Virtud militante contra las cuatro pestes del mundo es el título del discurso que Francisco de Quevedo escribió en 1634 y que fue publicado, tras la muerte del poeta, hasta 1651. Es una descripción de las cuatro perdiciones del hombre: la envidia, la ingratitud, la soberbia y la avaricia. El moralista no se presenta como doctor que ofrece la cura a las calamidades, sino como el enfermo que relata sus propias afecciones. En un diálogo con Séneca, contestaba. Si digo que estoy enfermo digo en realidad que estoy hombre. “Escribo de las cuatro pestes del mundo no como médico, sino como enfermo.” Más ayuda el conocer del malo lo peligroso que es el mal, que del curandero lo confiables que resultan los alivios.
He usado algunas líneas de ese discurso para ilustrar un argumento en un artículo reciente. Apenas tuve espacio ahí para invitar a la lectura de esos discursos del genio madrileño. Por eso me gustaría exprimir la naranja un poco más. No me interesa comentar el texto. Prefiero llenar esta nota de comillas porque en el modo de decir de Quevedo radica su delicia. El genio de la sátira, el procaz sublime no solamente dominó todos los géneros sino que encargó todos los temperamentos. Colérico y burlón, también fue meditador sereno y sentencioso. En contra de lo que dijo Gracián, las hojas de Quevedo no son sólo para reír sino también para aprovechar.

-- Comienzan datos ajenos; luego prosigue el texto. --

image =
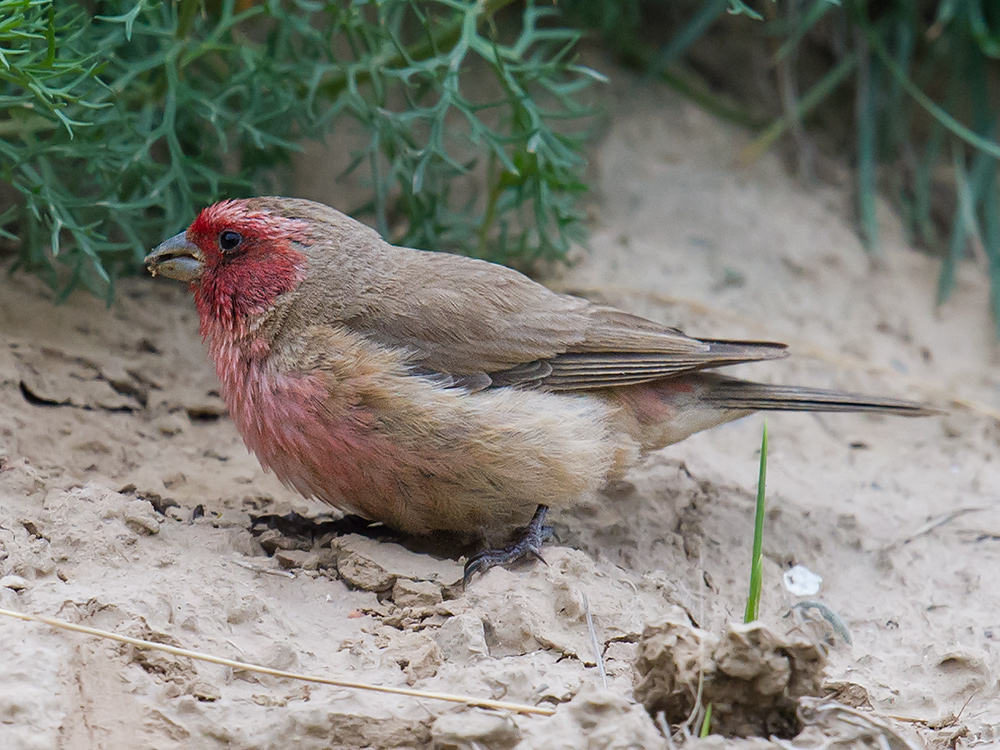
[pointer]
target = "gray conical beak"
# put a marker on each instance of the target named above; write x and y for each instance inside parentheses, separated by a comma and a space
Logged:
(176, 258)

De la “invidia” dice que le sucede lo que al perro flaco que rabia: “no hay cosa buena en que no hinque sus dientes, y ninguna cosa buena le entra de los dientes adentro.” Perro que ladra y no traga. Pero hay fácil remedio a este vicio de la envidia: “Si estás contento con las felicidades de los otros, las haces tuyas; esto logro es. Si las envidias, haces malaventuradas tus dichas; lo que es miseria. Si miserable te alegras de la calamidad ajena, añades al ser miserable, el merecerlo ser por delincuente. Si te apiadas, te acompañas, que es género de consuelo.”
La avaricia es idolatría y disparate. Venerar cacharros y esclavizarse a ellos. Mientras todos quieren cosas para gozarlas, el avaro las quiere para no gozarlas. “Al avaro tanto le falta lo que tiene como lo que no tiene.” Absurda tacañería: buscar el oro para ser pobre. El avaro “no vive para sí ni para nadie. Guarda lo que tiene, tanto de sí como de todos. Junta en sus tesoros deseos de su muerte, no socorros de su vida.”

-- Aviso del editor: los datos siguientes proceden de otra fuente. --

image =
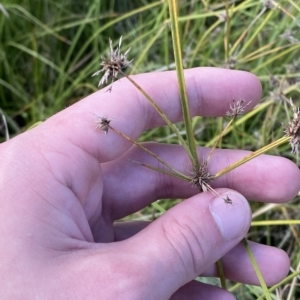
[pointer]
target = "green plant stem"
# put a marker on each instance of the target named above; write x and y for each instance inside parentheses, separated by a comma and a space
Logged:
(177, 173)
(162, 114)
(182, 88)
(221, 274)
(257, 270)
(252, 155)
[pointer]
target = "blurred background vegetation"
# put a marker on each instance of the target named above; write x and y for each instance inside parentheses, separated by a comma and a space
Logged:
(49, 49)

De la soberbia advierte que sube como el cohete con gran ruido y aplauso, pero desciende muy pronto hecho humo y ceniza. “Y ninguno de los que le aplauden viéndole subir, ignora lo poco que ha de durar y lo breve en que ha de caer; así que ninguna cosa retrata tan vivamente la presunción de los soberbios como las bufonerías del fuego. Solamente la pólvora, invención infernal, pudo ser retrato de tan endiablado vicio.” La soberbia resulta el pecado más perezoso, dice Quevedo. Lo es porque se encuentra ”tullido en el ocio infame del amor propio, de donde no se mueve hacia el prójimo y se olvida de Dios, siempre rellanada en la propia estimación.” El estoico advierte que la soberbia es vicio airado e injurioso, que es embriaguez y una especie de locura. Y que es, ante todo, ignorancia de lo impotente que es cualquier mortal. Dice el soberbio que nadie es como él, que él solo lo es todo. Que es todopoderoso, que es rico y fuerte. Y la muerte le responde al soberbio que es, como todos, un gusano.